Die Zwangsarbeit von griechischen Männern wurde begleitet von Deportationen der allgemeinen Bevölkerung, die teilweise den Charakter von Todesmärschen annahmen. Zudem wurden griechische Dörfer und Städte gezielt von Türken eingeschlossen und ihre Bewohner massakriert. Ein solches Geschehen wurde am 12. Juni 1914 aus der westanatolischen Stadt Phokaia (griechisch Φώκαια), fünfundzwanzig Meilen nordwestlich von Smyrna gelegen, berichtet; die entstellten Leichen von Männern, Frauen und Kindern seien anschließend in Brunnen geworfen worden.[10]
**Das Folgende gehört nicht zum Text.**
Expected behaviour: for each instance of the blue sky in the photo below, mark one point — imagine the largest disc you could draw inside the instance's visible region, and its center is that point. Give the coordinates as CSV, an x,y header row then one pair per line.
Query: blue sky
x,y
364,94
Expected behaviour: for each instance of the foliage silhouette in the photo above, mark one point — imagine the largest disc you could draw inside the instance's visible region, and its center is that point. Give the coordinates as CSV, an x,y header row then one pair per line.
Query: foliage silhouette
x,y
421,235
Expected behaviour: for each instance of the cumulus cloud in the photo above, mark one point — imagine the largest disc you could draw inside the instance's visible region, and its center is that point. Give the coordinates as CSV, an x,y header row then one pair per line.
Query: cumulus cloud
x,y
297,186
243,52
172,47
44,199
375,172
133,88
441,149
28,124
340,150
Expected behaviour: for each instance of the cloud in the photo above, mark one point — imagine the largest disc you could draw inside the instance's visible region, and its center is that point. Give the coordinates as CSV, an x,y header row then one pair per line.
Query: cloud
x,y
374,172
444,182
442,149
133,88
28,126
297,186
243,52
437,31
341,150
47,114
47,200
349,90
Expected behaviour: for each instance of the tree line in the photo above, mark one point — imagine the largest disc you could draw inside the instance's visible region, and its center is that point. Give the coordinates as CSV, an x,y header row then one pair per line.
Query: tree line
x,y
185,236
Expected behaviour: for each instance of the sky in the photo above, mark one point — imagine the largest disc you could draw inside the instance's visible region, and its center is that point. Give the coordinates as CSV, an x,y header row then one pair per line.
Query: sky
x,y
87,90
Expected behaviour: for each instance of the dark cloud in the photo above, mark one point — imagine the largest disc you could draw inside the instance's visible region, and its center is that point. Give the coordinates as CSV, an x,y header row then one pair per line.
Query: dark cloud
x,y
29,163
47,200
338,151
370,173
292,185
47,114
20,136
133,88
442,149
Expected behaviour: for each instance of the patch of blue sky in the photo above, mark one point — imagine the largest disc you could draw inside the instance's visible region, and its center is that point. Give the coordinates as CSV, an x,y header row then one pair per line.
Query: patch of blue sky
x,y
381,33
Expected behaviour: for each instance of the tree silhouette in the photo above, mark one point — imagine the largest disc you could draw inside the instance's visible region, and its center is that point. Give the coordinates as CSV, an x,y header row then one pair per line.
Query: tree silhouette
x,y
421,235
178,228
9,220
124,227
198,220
Im Juli 1915 erklärte der griechische Geschäftsträger Tsamados, dass die Deportationen nichts anderes „als ein Vernichtungskrieg gegen die griechische Nationalität in der Türkei sein können; durchgeführte Maßnahmen hierzu waren Zwangsübertritte zum Islam, damit, falls es nach dem Krieg erneut zu einer europäischen Intervention zum Schutz der Christen kommen sollte, so wenige wie möglich von ihnen übrig bleiben.“[11] Laut George W. Rendel vom britischen Außenamt wurden 1918 „über 500.000 Griechen deportiert, von denen vergleichsweise wenige überlebten.“[12] In seinen Memoiren schrieb der Botschafter der Vereinigten Staaten zwischen 1913 und 1916, Henry Morgenthau: „Überall werden die Pontosgriechen in Gruppen zusammengelagert und werden, unter dem sogenannten Schutz der türkischen Gendarmerie, ins Innere des Landes transportiert – der größte Teil zu Fuß. Wie viele auf diesem Weg vereinzelt und verstreut wurden, ist nicht eindeutig bekannt, die Schätzungen reichen von 200.000 bis 1.000.000.“[13]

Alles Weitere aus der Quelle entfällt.